I have a relatively large survival data (n > 10 000), including 5 predictors. Predictors p1 and p2 are continuous, the rest are categorical. Group variable is the one I am interested in, the remaining are just used for adjusting. PH assumption is violated for 4 predictors (checked with cox.zph()). PH assumption is violated at different time points for different predictors during the three-year follow-up.
chisq df p
group 16.751 3 0.00080
p1 19.076 1 0.0000125584
p2 6.766 1 0.00929
p3 14.469 1 0.00014
p4 0.124 1 0.72447
GLOBAL 60.854 7 0.0000000001
The survival version of rstanarm seems offering really interesting options for modelling. Thank you for developing it guys! How can I address the PH violation, using rstanarm package’s survival functionalities (https://arxiv.org/pdf/2002.09633.pdf)?
My own (rookie) thoughts
A) Surv(time, status) ~ group + p1 + p2 + p3 + p4
I can not use such specification as I violate the following assumptions?
However, my limited understanding says that AFT models are often used in case of violated PH assumption. Why is it wrong to use something like this:
Surv(time, status) ~ group + p1 + p2 + p3 + p4, bazehaz = "weibull-aft"
B) Surv(time, status) ~ tve(group)
tve() functionality is really good, giving time-varying effects when I run that simple model with one predictor. However, can use the tve() for all predictors violating PH assumption? Tried using multiple tve()-s but model seemed not to compile.

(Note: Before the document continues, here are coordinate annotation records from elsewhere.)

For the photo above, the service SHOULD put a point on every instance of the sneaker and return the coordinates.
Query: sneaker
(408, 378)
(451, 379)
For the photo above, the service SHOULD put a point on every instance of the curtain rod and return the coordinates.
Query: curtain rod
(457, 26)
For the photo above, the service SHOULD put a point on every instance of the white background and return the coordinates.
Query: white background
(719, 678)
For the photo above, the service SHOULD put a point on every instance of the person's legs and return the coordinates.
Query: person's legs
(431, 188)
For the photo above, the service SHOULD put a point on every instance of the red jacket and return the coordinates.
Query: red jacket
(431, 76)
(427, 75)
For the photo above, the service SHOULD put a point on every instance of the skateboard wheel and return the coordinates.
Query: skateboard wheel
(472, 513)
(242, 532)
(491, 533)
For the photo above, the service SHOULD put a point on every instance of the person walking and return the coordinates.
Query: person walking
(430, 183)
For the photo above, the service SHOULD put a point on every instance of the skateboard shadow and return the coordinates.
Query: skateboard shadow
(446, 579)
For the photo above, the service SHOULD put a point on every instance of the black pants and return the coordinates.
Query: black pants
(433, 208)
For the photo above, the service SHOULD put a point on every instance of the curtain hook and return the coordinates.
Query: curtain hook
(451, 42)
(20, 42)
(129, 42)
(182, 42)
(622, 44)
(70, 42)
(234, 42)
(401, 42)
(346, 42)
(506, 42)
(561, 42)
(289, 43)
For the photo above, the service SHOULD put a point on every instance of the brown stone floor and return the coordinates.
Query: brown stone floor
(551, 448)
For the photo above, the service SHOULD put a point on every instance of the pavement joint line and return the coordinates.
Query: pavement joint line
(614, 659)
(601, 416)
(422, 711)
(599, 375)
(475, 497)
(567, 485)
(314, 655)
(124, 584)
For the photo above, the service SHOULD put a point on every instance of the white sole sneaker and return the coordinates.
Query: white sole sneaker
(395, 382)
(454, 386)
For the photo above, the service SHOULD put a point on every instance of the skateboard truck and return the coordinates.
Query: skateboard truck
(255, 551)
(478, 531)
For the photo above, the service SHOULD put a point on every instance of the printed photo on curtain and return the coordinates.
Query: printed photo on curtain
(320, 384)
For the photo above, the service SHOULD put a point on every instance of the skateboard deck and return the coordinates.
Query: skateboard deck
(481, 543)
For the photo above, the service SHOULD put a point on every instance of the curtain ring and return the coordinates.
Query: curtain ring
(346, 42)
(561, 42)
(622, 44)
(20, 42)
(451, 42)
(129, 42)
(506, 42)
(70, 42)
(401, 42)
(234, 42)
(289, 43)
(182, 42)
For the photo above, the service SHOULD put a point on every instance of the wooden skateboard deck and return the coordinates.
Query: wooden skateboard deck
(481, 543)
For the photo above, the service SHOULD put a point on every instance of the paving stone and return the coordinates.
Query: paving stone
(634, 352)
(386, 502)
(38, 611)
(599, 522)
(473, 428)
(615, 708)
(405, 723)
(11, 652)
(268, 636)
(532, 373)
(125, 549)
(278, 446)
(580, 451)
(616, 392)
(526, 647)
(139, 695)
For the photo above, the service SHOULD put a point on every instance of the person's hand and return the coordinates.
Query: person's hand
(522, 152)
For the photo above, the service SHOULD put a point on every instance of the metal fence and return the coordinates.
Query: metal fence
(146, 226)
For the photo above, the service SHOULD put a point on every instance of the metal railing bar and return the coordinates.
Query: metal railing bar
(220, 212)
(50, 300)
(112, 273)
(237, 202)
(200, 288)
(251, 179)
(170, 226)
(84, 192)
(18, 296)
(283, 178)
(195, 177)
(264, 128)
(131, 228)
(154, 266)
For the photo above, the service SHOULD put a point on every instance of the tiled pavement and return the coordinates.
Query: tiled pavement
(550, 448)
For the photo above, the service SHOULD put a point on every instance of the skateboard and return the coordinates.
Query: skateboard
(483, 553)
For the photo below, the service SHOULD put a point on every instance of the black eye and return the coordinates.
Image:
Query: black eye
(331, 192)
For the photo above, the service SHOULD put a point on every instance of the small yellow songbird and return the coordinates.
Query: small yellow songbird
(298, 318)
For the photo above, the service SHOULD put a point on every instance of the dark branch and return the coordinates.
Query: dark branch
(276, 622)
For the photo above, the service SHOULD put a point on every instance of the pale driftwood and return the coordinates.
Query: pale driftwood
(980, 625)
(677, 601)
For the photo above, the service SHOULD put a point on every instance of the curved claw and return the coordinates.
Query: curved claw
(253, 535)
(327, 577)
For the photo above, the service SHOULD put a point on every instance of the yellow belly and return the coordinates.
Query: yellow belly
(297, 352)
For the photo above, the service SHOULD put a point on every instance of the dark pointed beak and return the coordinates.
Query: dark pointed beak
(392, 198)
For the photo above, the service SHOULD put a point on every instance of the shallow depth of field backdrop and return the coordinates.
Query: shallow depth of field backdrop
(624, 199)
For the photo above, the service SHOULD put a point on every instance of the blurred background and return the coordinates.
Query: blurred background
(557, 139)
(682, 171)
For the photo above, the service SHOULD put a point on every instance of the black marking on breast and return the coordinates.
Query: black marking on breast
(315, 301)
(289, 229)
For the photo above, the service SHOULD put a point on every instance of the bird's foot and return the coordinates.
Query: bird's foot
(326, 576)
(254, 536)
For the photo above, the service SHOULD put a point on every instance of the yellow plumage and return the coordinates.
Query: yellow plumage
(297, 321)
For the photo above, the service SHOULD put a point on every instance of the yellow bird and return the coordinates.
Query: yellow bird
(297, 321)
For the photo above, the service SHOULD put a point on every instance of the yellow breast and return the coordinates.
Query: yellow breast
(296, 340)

C) Time-varying covariates
As four variables violate the PH assumption, can it be one solution? Possible to use multiple time-varying covariates? Or I only use one and address the rest with other options (e.g. tve()).
D) Piecewise constant function
This is a bit similar to solution B as tve() is used? Should I use it only for “group” or also for other predictors?
E) frequentists use strata() for categorical variables
Predictors p3 and p4 are categorical. Does rstanam has an analogue function?
F) Better ideas are very welcome
Data and simple model code for making this reproducible
library(tidyverse)
df = read_delim("https://www.dropbox.com/s/q5r4bqgz6a6e6cx/data.csv?dl=1", ";", escape_double = FALSE, trim_ws = TRUE)
#simple model formula
library(rstanarm)
fit = stan_surv(formula = Surv(time, status) ~ group + p1 + p2 + p3 + p4, data = df, cores = 3, chains = 3)